401(k) Participation Rates High, But Employers Have Work to Do

chart of growthThe majority of eligible employees participate in a 401(k) plan, but there’s room for improvement.  So says the 2022 Financial Life Benefits Impact Report from Bank of America.

Among all eligible employees, 58% participate in a 401(k) plan, Bank of America found.  Gen X employees are most likely to participate (65%).  Specifically, Gen X men are most likely to participate, with 70% contributing to their 401(k).

In addition, 401(k) balances continue to grow, but there is a significant difference in savings between men and women.  Between 2019 and 2021, the average 401(k) balance grew from $74,000 to $90,000.  On average, men have balances of $108,000, whereas the balances for women are around $70,000, according to the Bank of America study.  Interestingly, however, Gen Z women have overtaken men when it comes to 401(k) savings.  Gen Z women save an average of 103% of Gen Z men’s account balances.  Employers should continue to encourage these positive savings behaviors and build on the habits younger women are already exhibiting.  This can help women of all age groups gain equal footing with men when it comes to retirement savings.

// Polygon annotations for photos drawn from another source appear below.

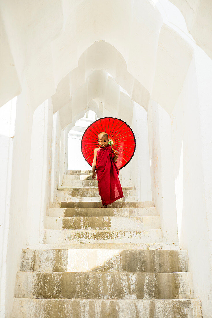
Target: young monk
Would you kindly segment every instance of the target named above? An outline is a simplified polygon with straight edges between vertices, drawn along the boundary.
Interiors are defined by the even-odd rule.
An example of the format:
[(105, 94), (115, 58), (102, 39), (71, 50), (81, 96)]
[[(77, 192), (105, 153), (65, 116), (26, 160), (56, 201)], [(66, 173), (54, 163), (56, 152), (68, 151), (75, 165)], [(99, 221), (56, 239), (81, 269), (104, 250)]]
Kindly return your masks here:
[[(115, 163), (119, 152), (108, 144), (108, 139), (106, 133), (99, 134), (98, 142), (100, 147), (94, 149), (92, 165), (92, 178), (94, 180), (97, 176), (99, 193), (102, 201), (102, 208), (107, 208), (108, 204), (124, 196), (118, 176), (119, 171)], [(98, 165), (96, 174), (97, 159)]]

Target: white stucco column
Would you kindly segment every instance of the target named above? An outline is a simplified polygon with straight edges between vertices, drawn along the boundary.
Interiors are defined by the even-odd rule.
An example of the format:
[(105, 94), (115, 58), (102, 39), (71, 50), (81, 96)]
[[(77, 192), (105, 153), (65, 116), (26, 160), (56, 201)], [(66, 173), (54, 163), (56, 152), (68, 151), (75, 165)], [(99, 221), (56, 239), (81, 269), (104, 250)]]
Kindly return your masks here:
[(149, 103), (147, 117), (153, 197), (165, 241), (178, 244), (170, 117), (154, 101)]
[(135, 186), (139, 201), (151, 201), (147, 114), (143, 107), (135, 103), (132, 128), (136, 140), (135, 152), (128, 165), (131, 168), (132, 185)]
[(50, 200), (53, 112), (47, 100), (35, 111), (27, 201), (27, 244), (41, 243)]
[(187, 249), (195, 297), (212, 312), (212, 61), (194, 53), (171, 115), (180, 248)]
[(12, 158), (15, 135), (17, 98), (0, 108), (0, 255), (1, 303), (0, 316), (5, 315), (6, 261), (10, 226)]
[[(62, 133), (63, 133), (63, 131)], [(60, 116), (59, 112), (57, 112), (53, 115), (51, 174), (51, 201), (53, 201), (54, 200), (59, 185), (61, 134), (61, 129), (60, 121)]]

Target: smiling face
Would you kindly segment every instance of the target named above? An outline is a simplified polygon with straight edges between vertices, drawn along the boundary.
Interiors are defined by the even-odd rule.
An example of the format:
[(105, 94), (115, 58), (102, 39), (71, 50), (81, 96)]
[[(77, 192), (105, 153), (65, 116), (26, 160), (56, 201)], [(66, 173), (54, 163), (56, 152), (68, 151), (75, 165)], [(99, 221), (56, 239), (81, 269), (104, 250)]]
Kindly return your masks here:
[(108, 135), (106, 133), (101, 133), (98, 136), (98, 142), (101, 148), (104, 148), (107, 145)]

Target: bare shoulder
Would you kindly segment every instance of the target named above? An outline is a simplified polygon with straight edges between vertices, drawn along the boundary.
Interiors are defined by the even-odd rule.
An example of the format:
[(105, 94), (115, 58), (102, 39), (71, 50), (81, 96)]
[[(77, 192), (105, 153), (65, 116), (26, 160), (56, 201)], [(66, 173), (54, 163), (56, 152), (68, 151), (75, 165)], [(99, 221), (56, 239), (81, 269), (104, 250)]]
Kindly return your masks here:
[(100, 147), (99, 147), (98, 148), (95, 148), (94, 149), (94, 153), (97, 152), (99, 149), (100, 149)]

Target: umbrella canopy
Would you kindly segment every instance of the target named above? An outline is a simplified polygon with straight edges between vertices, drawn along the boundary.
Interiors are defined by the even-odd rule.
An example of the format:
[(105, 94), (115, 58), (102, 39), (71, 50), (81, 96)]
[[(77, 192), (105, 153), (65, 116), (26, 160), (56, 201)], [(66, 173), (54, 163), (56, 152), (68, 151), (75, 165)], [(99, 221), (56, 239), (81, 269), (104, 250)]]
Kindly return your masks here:
[(127, 124), (121, 119), (105, 117), (94, 121), (84, 133), (81, 142), (83, 156), (91, 167), (94, 149), (99, 147), (98, 135), (102, 132), (108, 134), (108, 144), (114, 150), (119, 150), (116, 164), (120, 170), (128, 163), (134, 155), (136, 145), (134, 134)]

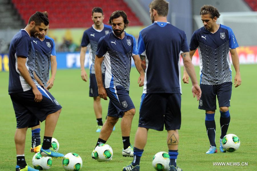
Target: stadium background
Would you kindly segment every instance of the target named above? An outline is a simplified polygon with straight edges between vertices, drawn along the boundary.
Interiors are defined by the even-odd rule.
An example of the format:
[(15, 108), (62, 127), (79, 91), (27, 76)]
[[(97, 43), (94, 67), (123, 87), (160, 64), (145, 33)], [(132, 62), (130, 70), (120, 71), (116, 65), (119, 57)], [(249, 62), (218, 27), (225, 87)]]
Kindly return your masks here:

The Bank of America study also found that employees still need education on the benefits of contributing to a 401(k) plan, including tax-deferred savings and growth.  This highlights an opportunity for employers to focus their education and communication efforts in these areas to encourage employees to maximize their retirement account contributions.  The study found that 61% of all eligible employees contribute less than $5,000 to their 401(k) each year.  Furthermore, less than 1 in 10 participants contributes enough to reach the annual maximum allowable limits.

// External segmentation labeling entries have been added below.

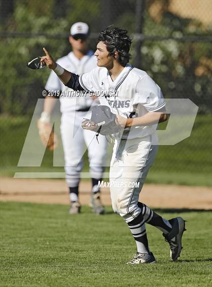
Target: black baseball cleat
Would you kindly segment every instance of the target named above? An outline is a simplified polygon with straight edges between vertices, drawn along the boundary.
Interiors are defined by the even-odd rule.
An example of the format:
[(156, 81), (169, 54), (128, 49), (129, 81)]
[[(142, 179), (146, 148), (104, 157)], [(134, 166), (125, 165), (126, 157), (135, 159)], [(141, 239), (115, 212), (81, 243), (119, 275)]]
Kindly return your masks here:
[(127, 264), (152, 264), (155, 262), (156, 259), (152, 252), (149, 254), (137, 252), (134, 255), (133, 259), (127, 262)]
[(172, 229), (168, 234), (163, 234), (166, 241), (170, 246), (170, 258), (175, 261), (180, 257), (183, 247), (182, 237), (185, 229), (185, 220), (182, 217), (175, 217), (169, 220)]

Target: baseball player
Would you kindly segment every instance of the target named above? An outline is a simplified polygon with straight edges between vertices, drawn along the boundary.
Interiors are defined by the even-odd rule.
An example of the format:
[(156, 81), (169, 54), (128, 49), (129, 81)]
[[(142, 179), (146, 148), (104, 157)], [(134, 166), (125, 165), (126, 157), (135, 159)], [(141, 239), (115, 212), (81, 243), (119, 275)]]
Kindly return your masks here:
[(171, 258), (175, 261), (182, 250), (184, 220), (180, 217), (167, 220), (138, 202), (157, 152), (156, 124), (166, 120), (167, 115), (158, 86), (146, 72), (128, 64), (131, 44), (126, 30), (108, 27), (100, 33), (94, 53), (98, 67), (81, 76), (57, 64), (45, 48), (45, 56), (41, 61), (75, 90), (104, 91), (105, 94), (109, 90), (117, 92), (114, 98), (102, 96), (99, 100), (116, 113), (117, 123), (124, 129), (121, 135), (115, 135), (110, 191), (113, 209), (127, 223), (137, 245), (137, 254), (128, 264), (156, 261), (149, 249), (146, 223), (162, 231), (170, 245)]
[[(78, 22), (70, 29), (69, 40), (73, 51), (57, 61), (57, 63), (68, 71), (79, 75), (87, 73), (96, 67), (96, 59), (92, 51), (88, 49), (89, 28), (85, 23)], [(50, 91), (71, 91), (60, 80), (53, 71), (50, 74), (45, 88)], [(65, 93), (64, 93), (64, 95)], [(62, 94), (63, 95), (63, 93)], [(70, 94), (71, 95), (71, 94)], [(50, 127), (50, 114), (56, 103), (56, 98), (46, 97), (43, 111), (38, 123), (40, 134), (42, 130)], [(97, 214), (104, 212), (100, 199), (98, 181), (101, 180), (106, 156), (107, 141), (103, 136), (96, 141), (93, 134), (83, 130), (81, 123), (83, 118), (88, 118), (88, 111), (93, 103), (89, 96), (63, 96), (60, 98), (62, 112), (61, 132), (65, 155), (66, 182), (70, 191), (70, 214), (80, 211), (79, 184), (80, 171), (83, 167), (82, 156), (84, 152), (84, 142), (88, 147), (90, 163), (90, 174), (92, 179), (92, 191), (90, 206)], [(80, 133), (76, 132), (80, 129)], [(96, 151), (98, 152), (96, 152)]]

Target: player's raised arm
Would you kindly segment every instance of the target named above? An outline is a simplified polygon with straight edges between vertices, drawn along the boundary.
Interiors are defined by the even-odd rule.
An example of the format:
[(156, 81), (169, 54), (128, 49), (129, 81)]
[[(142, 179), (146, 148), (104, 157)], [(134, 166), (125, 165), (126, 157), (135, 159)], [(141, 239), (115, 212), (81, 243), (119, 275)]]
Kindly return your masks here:
[(66, 85), (69, 82), (72, 76), (72, 73), (56, 63), (46, 49), (43, 48), (43, 50), (45, 55), (41, 57), (40, 62), (44, 62), (49, 69), (53, 70), (60, 80)]

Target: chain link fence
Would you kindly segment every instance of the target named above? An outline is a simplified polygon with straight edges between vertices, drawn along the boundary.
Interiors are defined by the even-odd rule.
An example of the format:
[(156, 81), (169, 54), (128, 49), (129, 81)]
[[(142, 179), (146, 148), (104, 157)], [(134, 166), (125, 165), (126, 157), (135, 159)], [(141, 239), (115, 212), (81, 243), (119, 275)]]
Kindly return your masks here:
[(43, 54), (43, 46), (55, 59), (68, 53), (70, 27), (81, 21), (89, 25), (93, 50), (98, 33), (107, 26), (128, 30), (133, 38), (130, 64), (146, 71), (165, 97), (189, 98), (199, 107), (191, 136), (174, 146), (161, 147), (152, 173), (209, 175), (211, 3), (207, 0), (2, 0), (3, 169), (17, 165), (49, 75), (47, 69), (42, 73), (30, 70), (26, 64)]

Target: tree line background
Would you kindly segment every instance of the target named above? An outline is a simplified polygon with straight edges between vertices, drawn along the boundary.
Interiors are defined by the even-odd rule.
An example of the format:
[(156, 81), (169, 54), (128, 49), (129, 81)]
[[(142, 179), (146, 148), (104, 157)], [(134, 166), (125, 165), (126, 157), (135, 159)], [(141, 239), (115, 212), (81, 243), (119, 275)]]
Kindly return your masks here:
[[(189, 2), (191, 9), (192, 2)], [(42, 72), (30, 70), (26, 67), (27, 63), (43, 54), (43, 46), (55, 59), (68, 53), (70, 50), (68, 41), (70, 26), (81, 21), (90, 26), (93, 49), (96, 44), (96, 35), (107, 26), (114, 24), (128, 30), (134, 39), (130, 64), (146, 71), (161, 87), (165, 97), (188, 98), (199, 107), (194, 127), (196, 130), (190, 141), (185, 140), (183, 144), (178, 144), (174, 152), (173, 149), (169, 152), (167, 147), (166, 152), (164, 150), (161, 158), (158, 155), (161, 163), (157, 168), (171, 169), (176, 173), (179, 166), (183, 166), (182, 173), (184, 168), (191, 173), (209, 174), (212, 25), (173, 13), (169, 9), (171, 2), (1, 0), (0, 119), (4, 140), (1, 151), (4, 169), (17, 165), (37, 100), (42, 97), (41, 91), (49, 75), (47, 69)], [(152, 7), (158, 5), (160, 9), (154, 14)], [(210, 7), (209, 4), (208, 13), (211, 14)], [(16, 134), (19, 129), (21, 136)], [(11, 134), (15, 147), (14, 143), (12, 145), (10, 141)], [(186, 146), (188, 151), (183, 157), (178, 151)], [(189, 151), (190, 156), (188, 156)], [(170, 158), (173, 159), (172, 164), (168, 164)]]

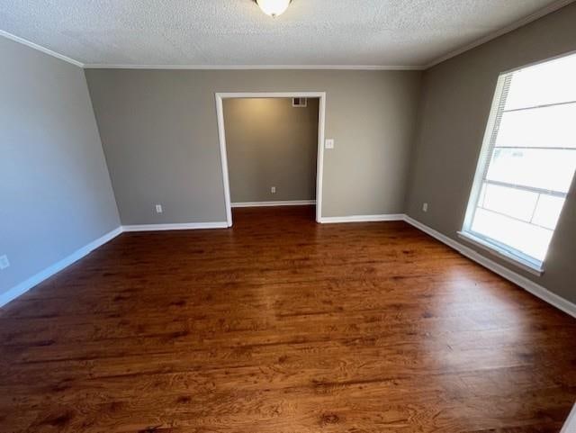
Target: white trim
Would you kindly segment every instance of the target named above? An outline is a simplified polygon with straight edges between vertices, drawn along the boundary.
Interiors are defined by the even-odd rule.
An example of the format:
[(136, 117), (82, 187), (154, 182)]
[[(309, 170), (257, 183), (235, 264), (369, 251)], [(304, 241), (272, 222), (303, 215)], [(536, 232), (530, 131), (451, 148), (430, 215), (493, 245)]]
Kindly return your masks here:
[(424, 70), (420, 65), (129, 65), (88, 63), (86, 69), (189, 69), (189, 70)]
[(318, 116), (318, 157), (316, 165), (316, 221), (322, 219), (322, 176), (324, 174), (324, 137), (326, 130), (326, 92), (217, 92), (216, 118), (218, 122), (218, 140), (220, 142), (222, 183), (224, 185), (224, 205), (226, 221), (232, 226), (232, 204), (230, 201), (228, 157), (226, 155), (226, 131), (224, 129), (223, 100), (228, 98), (319, 98)]
[(576, 431), (576, 404), (568, 414), (564, 427), (562, 428), (560, 433), (574, 433)]
[(339, 222), (376, 222), (404, 221), (403, 213), (384, 213), (381, 215), (348, 215), (341, 217), (323, 217), (320, 222), (336, 224)]
[(38, 45), (37, 43), (34, 42), (31, 42), (30, 41), (21, 38), (20, 36), (16, 36), (15, 34), (12, 34), (9, 33), (8, 32), (4, 32), (4, 30), (0, 30), (0, 36), (4, 36), (6, 39), (9, 39), (11, 41), (14, 41), (14, 42), (18, 42), (18, 43), (22, 43), (22, 45), (26, 45), (27, 47), (30, 47), (32, 49), (37, 50), (39, 51), (43, 52), (44, 54), (48, 54), (49, 56), (52, 56), (55, 57), (56, 59), (59, 59), (60, 60), (64, 60), (67, 61), (68, 63), (71, 63), (74, 66), (77, 66), (78, 68), (84, 68), (85, 65), (82, 62), (79, 62), (78, 60), (75, 60), (74, 59), (71, 59), (68, 56), (65, 56), (64, 54), (60, 54), (58, 53), (56, 51), (52, 51), (51, 50), (49, 50), (45, 47), (42, 47), (41, 45)]
[(529, 280), (528, 278), (522, 276), (514, 271), (511, 271), (508, 267), (505, 267), (502, 265), (500, 265), (490, 260), (490, 258), (485, 257), (484, 256), (478, 253), (477, 251), (474, 251), (471, 248), (466, 247), (461, 244), (460, 242), (457, 242), (453, 239), (448, 238), (446, 235), (443, 235), (439, 231), (435, 230), (434, 229), (423, 224), (418, 221), (414, 220), (413, 218), (410, 218), (408, 215), (405, 216), (404, 220), (409, 224), (416, 227), (417, 229), (419, 229), (420, 230), (432, 236), (433, 238), (436, 238), (440, 242), (446, 244), (448, 247), (453, 248), (463, 256), (467, 257), (468, 258), (490, 269), (495, 274), (498, 274), (499, 275), (506, 278), (507, 280), (511, 281), (515, 284), (522, 287), (526, 292), (531, 293), (535, 296), (542, 299), (543, 301), (550, 303), (551, 305), (554, 305), (557, 309), (562, 310), (566, 314), (570, 314), (573, 318), (576, 318), (576, 304), (571, 302), (570, 301), (565, 300), (564, 298), (562, 298), (555, 293), (553, 293), (548, 289), (539, 284), (536, 284), (536, 283)]
[(423, 69), (429, 69), (430, 68), (435, 67), (442, 63), (443, 61), (448, 60), (449, 59), (456, 57), (464, 52), (469, 51), (470, 50), (479, 47), (483, 43), (489, 42), (500, 36), (502, 36), (503, 34), (509, 33), (510, 32), (519, 29), (524, 25), (529, 24), (530, 23), (536, 21), (537, 19), (542, 18), (543, 16), (547, 15), (548, 14), (552, 14), (553, 12), (557, 11), (558, 9), (562, 9), (562, 7), (567, 6), (572, 2), (574, 2), (574, 0), (557, 0), (555, 2), (553, 2), (547, 6), (535, 12), (534, 14), (531, 14), (530, 15), (525, 18), (522, 18), (521, 20), (516, 21), (511, 24), (507, 25), (506, 27), (503, 27), (500, 30), (497, 30), (490, 34), (487, 34), (486, 36), (483, 36), (474, 41), (472, 43), (469, 43), (467, 45), (460, 47), (459, 49), (454, 50), (454, 51), (450, 51), (443, 56), (440, 56), (436, 60), (433, 60), (428, 65), (425, 65), (423, 67)]
[(520, 257), (513, 256), (504, 248), (498, 248), (498, 246), (492, 245), (490, 242), (482, 239), (482, 238), (478, 238), (477, 236), (474, 236), (472, 233), (468, 233), (467, 231), (458, 231), (457, 234), (458, 238), (460, 238), (461, 239), (470, 242), (476, 247), (481, 248), (483, 250), (488, 251), (489, 253), (501, 258), (502, 260), (505, 260), (509, 264), (514, 265), (515, 266), (518, 266), (522, 270), (525, 270), (526, 272), (529, 272), (530, 274), (536, 276), (540, 276), (542, 275), (542, 274), (544, 274), (544, 269), (541, 266), (537, 266), (526, 260), (523, 260)]
[(236, 202), (232, 207), (305, 206), (316, 204), (316, 200), (278, 200), (275, 202)]
[(226, 221), (218, 222), (184, 222), (176, 224), (136, 224), (122, 226), (123, 231), (164, 231), (190, 230), (202, 229), (227, 229)]
[(226, 223), (232, 227), (232, 205), (230, 199), (230, 180), (228, 175), (228, 156), (226, 154), (226, 131), (224, 128), (224, 105), (222, 96), (216, 97), (216, 121), (218, 122), (218, 143), (220, 146), (220, 162), (222, 170), (222, 185), (224, 187), (224, 206), (226, 207)]
[(55, 263), (54, 265), (48, 266), (46, 269), (39, 272), (38, 274), (31, 276), (30, 278), (15, 285), (12, 289), (9, 289), (7, 292), (4, 292), (4, 293), (0, 294), (0, 307), (5, 305), (10, 301), (17, 298), (21, 294), (25, 293), (35, 285), (50, 278), (54, 274), (60, 272), (65, 267), (69, 266), (74, 262), (87, 256), (90, 252), (94, 251), (98, 247), (103, 246), (106, 242), (113, 239), (116, 236), (120, 235), (122, 232), (122, 227), (118, 227), (114, 229), (113, 230), (106, 233), (101, 238), (98, 238), (97, 239), (90, 242), (86, 247), (82, 247), (80, 249), (76, 250), (75, 252), (64, 257), (63, 259), (59, 260), (58, 262)]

Implementing automatic features in 401(k) plan design can also influence positive savings behaviors.  Auto enrollment and auto-escalation, where participant contributions are increased gradually each year, improve participation and savings rates.  According to the Bank of America study, 84% of employee participate in plans with an auto enrollment feature, vs. 37% for plans without automatic enrollment.  What’s more, 55% of plans also have an auto increase feature, and 96% increase deferrals at 1% per year.  Auto features are impactful when it comes to improving employee engagement and deferrals.

What is more, employees are showing a rising interest in socially responsible investing via ESG funds, which stands for “environmental, social, and governance.”  The number of employees investing in ESG funds was 15%; a 50% increase since 2020.  Additionally, the average amount invested in ESG funds was $13,400 – a 30% increase since 2020.  It’s clear that employees value access to ESG options in their 401(k) plan.  Nonetheless, just 11% of 401(k) plans offer ESG funds in their investment lineup, Bank of America found.

Finally, a personalized approach to financial education and assistance positively impacts employees’ financial wellness by engaging them to assess their financial health and take action, according to the study.  These trends indicate that employees have a desire to participate in a 401(k) plan, but employers have more work to do when it comes to providing education about maximizing contributions and achieving financial wellness.  Plan design features such as auto enrollment and auto escalation, and an emphasis on personalized financial education, can help improve employee engagement and savings behaviors.